Alternative Work Schedules

DoD officials estimate about half the DoD work force is working under some form of alternative work schedule. This policy includes flexible and compressed works schedules. Each is an adjustment to the traditional fixed schedules of eight hours per day, five days per week, which begins and ends at the same time each day.

A flexible work schedule is a biweekly work requirement that allows employees to set their own schedule within tour of duty limits set by the organization. A compressed work schedule allows employees to complete their 80-hour biweekly work requirement in less than 10 eight-hour days.

For example, an employee may work eight 10-hour days and have two days off per pay period. More common in DoD is the 5/4-9 schedule under which employees work eight nine-hour days, one eight-hour day and have a day off during the normal two-week pay period.

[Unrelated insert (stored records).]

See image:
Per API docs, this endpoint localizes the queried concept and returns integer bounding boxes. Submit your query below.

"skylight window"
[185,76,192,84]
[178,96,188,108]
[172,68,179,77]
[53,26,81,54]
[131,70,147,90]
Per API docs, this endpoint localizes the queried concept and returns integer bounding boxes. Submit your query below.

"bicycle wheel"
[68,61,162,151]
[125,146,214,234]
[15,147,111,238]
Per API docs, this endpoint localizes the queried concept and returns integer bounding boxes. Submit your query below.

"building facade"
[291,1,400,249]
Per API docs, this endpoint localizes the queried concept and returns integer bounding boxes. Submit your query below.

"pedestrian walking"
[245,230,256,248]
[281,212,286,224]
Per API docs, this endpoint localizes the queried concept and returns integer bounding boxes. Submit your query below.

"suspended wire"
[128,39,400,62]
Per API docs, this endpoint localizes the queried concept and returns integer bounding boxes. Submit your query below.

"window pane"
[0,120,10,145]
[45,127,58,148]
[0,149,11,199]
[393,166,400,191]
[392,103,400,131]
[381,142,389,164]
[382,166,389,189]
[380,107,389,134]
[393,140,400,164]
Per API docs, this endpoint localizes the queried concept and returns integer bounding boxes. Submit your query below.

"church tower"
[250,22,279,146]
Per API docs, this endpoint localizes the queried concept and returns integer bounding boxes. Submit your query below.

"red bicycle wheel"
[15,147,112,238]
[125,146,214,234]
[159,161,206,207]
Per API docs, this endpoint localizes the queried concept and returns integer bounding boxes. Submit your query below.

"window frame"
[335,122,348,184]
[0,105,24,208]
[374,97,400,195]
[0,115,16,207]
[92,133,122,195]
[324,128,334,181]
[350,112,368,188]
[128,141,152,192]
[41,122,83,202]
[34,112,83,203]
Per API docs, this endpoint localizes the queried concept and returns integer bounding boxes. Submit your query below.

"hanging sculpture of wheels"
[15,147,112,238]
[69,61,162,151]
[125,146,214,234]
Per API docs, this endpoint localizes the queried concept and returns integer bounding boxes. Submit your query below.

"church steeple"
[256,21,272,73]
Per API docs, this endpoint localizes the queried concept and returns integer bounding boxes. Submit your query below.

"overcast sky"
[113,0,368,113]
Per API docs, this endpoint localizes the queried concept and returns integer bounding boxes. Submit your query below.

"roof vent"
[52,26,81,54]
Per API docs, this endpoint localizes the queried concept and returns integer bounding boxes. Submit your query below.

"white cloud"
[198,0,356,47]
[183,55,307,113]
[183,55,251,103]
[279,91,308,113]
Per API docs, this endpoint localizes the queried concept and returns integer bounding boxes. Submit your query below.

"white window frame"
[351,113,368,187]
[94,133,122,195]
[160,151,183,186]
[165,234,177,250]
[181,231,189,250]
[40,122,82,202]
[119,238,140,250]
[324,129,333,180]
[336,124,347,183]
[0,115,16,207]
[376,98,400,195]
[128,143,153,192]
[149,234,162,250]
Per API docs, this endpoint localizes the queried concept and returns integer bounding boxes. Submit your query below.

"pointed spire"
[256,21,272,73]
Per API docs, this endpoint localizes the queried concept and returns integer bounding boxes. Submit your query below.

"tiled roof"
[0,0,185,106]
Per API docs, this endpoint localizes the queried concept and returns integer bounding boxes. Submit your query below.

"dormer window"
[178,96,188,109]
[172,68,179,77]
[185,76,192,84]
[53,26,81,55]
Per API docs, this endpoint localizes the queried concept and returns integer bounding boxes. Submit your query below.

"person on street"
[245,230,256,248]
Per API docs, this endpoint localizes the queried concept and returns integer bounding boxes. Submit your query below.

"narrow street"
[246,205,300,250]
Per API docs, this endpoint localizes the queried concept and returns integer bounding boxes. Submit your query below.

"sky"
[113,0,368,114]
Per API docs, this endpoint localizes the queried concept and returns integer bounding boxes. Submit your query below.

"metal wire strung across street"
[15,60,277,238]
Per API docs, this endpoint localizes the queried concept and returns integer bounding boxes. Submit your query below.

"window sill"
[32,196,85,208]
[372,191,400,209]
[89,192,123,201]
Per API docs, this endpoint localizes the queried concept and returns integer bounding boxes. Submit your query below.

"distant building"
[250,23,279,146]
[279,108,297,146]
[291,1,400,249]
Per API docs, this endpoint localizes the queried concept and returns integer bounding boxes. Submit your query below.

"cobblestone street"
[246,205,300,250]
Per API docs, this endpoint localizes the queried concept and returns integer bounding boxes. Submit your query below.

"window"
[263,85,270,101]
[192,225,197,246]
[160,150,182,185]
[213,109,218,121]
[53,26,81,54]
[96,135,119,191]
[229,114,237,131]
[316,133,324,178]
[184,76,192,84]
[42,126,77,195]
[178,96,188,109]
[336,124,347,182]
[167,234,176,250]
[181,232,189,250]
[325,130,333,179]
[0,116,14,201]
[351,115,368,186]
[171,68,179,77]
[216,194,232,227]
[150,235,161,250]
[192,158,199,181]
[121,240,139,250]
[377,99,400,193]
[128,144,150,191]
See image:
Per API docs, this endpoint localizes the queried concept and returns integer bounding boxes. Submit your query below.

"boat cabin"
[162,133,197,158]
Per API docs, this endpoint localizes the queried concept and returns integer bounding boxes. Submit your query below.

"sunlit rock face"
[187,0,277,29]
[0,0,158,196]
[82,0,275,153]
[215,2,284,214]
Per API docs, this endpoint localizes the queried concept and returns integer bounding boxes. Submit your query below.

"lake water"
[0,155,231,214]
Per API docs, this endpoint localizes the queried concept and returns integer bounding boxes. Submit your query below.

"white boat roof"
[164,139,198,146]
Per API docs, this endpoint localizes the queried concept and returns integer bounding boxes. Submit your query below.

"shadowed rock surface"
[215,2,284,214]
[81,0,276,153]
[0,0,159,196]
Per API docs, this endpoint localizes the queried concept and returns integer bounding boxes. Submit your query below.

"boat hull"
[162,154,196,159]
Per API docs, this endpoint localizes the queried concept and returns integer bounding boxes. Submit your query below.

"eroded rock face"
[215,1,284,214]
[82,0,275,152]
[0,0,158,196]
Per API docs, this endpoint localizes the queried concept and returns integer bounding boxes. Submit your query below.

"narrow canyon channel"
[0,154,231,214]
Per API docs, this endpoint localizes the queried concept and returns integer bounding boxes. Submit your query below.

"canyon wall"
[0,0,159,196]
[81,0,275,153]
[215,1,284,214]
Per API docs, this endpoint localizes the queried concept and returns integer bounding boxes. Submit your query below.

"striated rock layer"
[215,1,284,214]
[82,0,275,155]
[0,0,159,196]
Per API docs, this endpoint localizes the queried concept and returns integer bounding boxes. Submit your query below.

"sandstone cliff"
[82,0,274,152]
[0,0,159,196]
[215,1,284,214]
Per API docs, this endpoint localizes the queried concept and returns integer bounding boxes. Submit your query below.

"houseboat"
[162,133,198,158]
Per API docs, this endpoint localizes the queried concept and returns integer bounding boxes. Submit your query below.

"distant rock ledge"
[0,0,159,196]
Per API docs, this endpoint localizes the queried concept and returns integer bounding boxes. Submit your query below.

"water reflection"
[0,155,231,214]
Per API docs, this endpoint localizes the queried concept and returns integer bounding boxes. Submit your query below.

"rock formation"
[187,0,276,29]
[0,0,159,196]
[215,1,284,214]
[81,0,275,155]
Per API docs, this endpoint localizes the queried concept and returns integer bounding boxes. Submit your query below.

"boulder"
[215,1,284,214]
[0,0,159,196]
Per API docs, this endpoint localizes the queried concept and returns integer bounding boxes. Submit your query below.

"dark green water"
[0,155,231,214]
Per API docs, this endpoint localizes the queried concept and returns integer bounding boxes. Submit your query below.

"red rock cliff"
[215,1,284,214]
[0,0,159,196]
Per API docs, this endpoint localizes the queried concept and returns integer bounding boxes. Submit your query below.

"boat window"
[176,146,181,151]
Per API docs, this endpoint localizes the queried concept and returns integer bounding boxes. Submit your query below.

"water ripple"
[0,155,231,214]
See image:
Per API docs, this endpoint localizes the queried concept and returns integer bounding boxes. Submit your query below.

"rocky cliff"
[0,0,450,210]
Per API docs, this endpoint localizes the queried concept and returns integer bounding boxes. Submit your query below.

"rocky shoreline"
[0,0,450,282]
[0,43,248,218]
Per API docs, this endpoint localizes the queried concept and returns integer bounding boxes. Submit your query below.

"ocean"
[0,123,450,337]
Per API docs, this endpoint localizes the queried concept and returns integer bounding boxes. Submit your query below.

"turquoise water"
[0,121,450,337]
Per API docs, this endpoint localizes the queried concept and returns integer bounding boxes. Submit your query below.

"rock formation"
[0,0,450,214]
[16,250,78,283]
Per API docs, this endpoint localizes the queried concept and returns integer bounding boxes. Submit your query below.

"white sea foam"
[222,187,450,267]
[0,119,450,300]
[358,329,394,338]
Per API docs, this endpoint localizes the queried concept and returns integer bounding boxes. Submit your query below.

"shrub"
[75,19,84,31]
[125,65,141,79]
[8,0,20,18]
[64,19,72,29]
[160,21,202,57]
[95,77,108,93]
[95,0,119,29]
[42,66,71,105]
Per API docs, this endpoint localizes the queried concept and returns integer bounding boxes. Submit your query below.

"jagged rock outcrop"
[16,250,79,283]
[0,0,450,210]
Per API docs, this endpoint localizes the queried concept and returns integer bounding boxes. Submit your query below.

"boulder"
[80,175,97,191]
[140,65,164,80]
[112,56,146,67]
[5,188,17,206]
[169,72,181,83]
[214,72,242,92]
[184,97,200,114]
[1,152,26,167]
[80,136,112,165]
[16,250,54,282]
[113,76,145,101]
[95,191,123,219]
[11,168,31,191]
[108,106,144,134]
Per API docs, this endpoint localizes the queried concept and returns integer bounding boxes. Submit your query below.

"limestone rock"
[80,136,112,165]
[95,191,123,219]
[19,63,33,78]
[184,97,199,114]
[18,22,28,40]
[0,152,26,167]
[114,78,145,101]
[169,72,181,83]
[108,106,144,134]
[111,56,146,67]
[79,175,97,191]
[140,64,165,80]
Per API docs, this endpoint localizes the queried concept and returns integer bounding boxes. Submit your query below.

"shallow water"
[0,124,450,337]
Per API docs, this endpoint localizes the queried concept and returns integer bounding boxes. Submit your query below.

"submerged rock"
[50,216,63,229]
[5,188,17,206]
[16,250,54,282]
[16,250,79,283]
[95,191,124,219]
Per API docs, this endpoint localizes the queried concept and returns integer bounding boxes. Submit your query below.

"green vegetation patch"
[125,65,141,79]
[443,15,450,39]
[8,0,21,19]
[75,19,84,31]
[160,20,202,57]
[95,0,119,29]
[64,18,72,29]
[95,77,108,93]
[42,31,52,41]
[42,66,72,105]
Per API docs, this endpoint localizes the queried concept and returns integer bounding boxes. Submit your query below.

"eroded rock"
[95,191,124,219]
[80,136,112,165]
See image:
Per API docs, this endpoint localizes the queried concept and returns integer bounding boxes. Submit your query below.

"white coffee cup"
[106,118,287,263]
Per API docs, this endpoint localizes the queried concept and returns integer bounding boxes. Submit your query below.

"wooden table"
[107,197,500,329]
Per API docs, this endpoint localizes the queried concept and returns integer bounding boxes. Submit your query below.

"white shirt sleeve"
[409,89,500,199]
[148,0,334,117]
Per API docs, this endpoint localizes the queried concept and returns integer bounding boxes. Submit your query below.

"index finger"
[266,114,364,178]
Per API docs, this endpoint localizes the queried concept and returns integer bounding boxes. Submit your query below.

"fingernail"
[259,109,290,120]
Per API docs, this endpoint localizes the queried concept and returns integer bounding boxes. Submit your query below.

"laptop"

A 1995 memorandum from the deputy defense secretary asked the service secretaries and defense agency directors to encourage the use and expansion of flexible work arrangements. An upcoming DoD civilian personnel directive will direct all organizations to incorporate flexible work arrangements into their civilian personnel.

Family-Friendly Leave Policies

Under the Family and Medical Leave Act, eligible employees are entitled to a total of 12 weeks of unpaid leave during any 12-month period for the birth of a child and care of the newborn; adoption or foster care of a child; care of a spouse, son, daughter or parent with a serious health condition; or a serious health condition that makes the employee unable to perform his or her duties.

Up to 13 days of sick leave each year can be used to care for a family member or arrange for or attend the funeral of a family member. Sick leave can also be used for purposes related to adopting a child. Sick leave taken during an adoption does not count toward the annual 13-day limit under the Family-Friendly Leave Act. Another seven days of paid leave each calendar year -- beyond annual and sick leave -- are authorized to employees donating bone marrow or organs.

Leave transfer programs allow federal employees to donate annual leave to other federal employees who have medical emergencies who have exhausted their own leave. Leave banks allow employees to contribute a specified amount of annual leave each year to their agency for employees with emergencies who have used up their own leave.

Part-Time Employment, Job Sharing & Telecommuting

Permanent part-time employees work between 16 and 32 hours per week and are eligible for the same benefits as full-time employees.

Job sharing is a form of part-time employment in which the schedules of two part-time employees are arranged to cover the duties of a single full-time position. This benefits the agency since both employees may be able to work extra hours when there are unexpected workload surges, up to 32 hours each per week, without costly overtime.

Telecommuting, also known as flexiplace, allows employees to work at home or another location such as a telecommuting center one or more days a week. The president's management council is sponsoring a National Telecommuting Initiative aimed at increasing the number of federal telecommuters from the current 9,000 to 60,000 by the end of fiscal 1998.